1. 3126.
    +17
    o gün, hem bir gönül işini bağlama açısından faydalı bir davranışta bulunduğum için, hem de ebru havasında olduğu için çok güzel vakit geçirdim, bu kızla gerçekten çok mutluydu..ya da ona benzer bir şey..

    peki ya diğerleriyle ne işim vardı o zaman?

    ceydanın neden o kadar yaklaşmasına izin vermiştim?
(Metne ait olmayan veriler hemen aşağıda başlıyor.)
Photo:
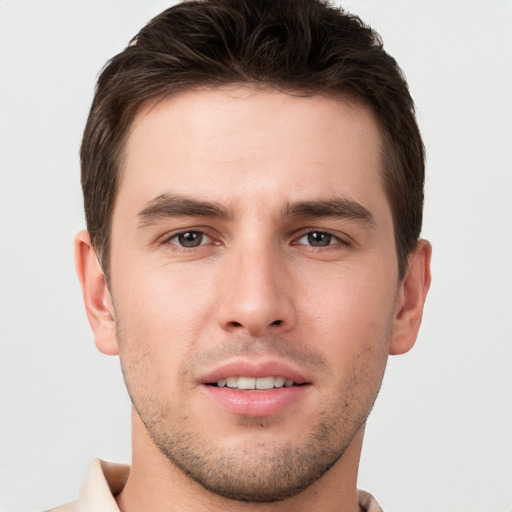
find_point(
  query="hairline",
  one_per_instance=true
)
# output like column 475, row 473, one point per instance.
column 346, row 96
    ayşegül e niye yaklaşmaya çalışıyordum?

    pff..

    dengesiz herifin tekiyim..

    umarım gene bir şeyleri devirmem.

    bu tarz akıl karışıklıkları yaşadığım dönemlerde, bir numaralı kaçış noktan olan spor, yine imdadıma yetişiyordu.. elim iyileştikten sonra kick taks antrenmanlarıma başlamıştım,

    elimde bandajlar, kum torbasına tekme tokat girişirken, havayı ve partnerimin elindeki korumalıkları yumruklarken kendimden geçiyor, hem stres atıyor hem de vücudumun dinamikliğini koruyordum..

    basketbolu taparcasına severim, ama bu da en az onun kadar keyifli bir uğraş.. hiyaaaa çattt çuttt *

    alper ve tayfasından kaçış yoktu.. gerçi ben de pek kaçmak istediğimi söyleyemem ya, çocuk ekmeğin üzerine yayılan küf popülasyonu gibi, her geçen gün daha fazla yayılıyordu etrafa, ve her yayılışıyla beraber, beni de daha çok istiyordu yanında.. artık haftanın 2-3 akşamı gerek ikimiz gerekse her seferinde yeni insan kalabalıklarıyla, farklı farklı mekanlarda eğlenmeye gider olmuştuk, bu eğlencelerin bir kısmında tolga da bana iştirak ediyor ve ebru, bu yan dal misali gelişen sosyal ağım hakkında hala tam olarak bir şeyler bilmiyordu..

    ceyda ile samimiyetimiz, son gittiğimiz barda 10-15 dakika kadar dizlerime oturmasına kadar varmış, sanki tamamen benzine bulanmış bir ortamda, sadece çakmağın yakılması kalmıştı,

    o çakmağı ise benim yakmam gerekiyordu, gürültülü müziğe rağmen bana sesini duyurmaya çalışırken, dudaklarına kulağım yerine kazayla (!) dudaklarımı zütürmem, hoplaya zıplaya dans ederken omzuna değil de beline, kalçasına sarılıvermem ya da onun sürekli kovaladığı, göz göze gelme anlarımızı bir kaç saniyeliğine daha uzatmam, bu çakmağı yakmanın pek çok yolundan sadece bir kaçıydı..

    önceleri haytalık ettiğimi düşünüp, biraz da ego tatmini meselesiyle bu yakınlaşmadan keyif almıyor değildim, ama iş gittikçe ciddileşmeye ve kontrolümden çıkmaya başlamıştı,

    şunu net olarak söyleyeyim, ebruya karşı olan ve benim hala şüpheli kategorisine sokabildiğim hislerimin, 100 de 1 ini bile beslemiyordum ceydaya karşı.. öyleyse bu samimiyet niye?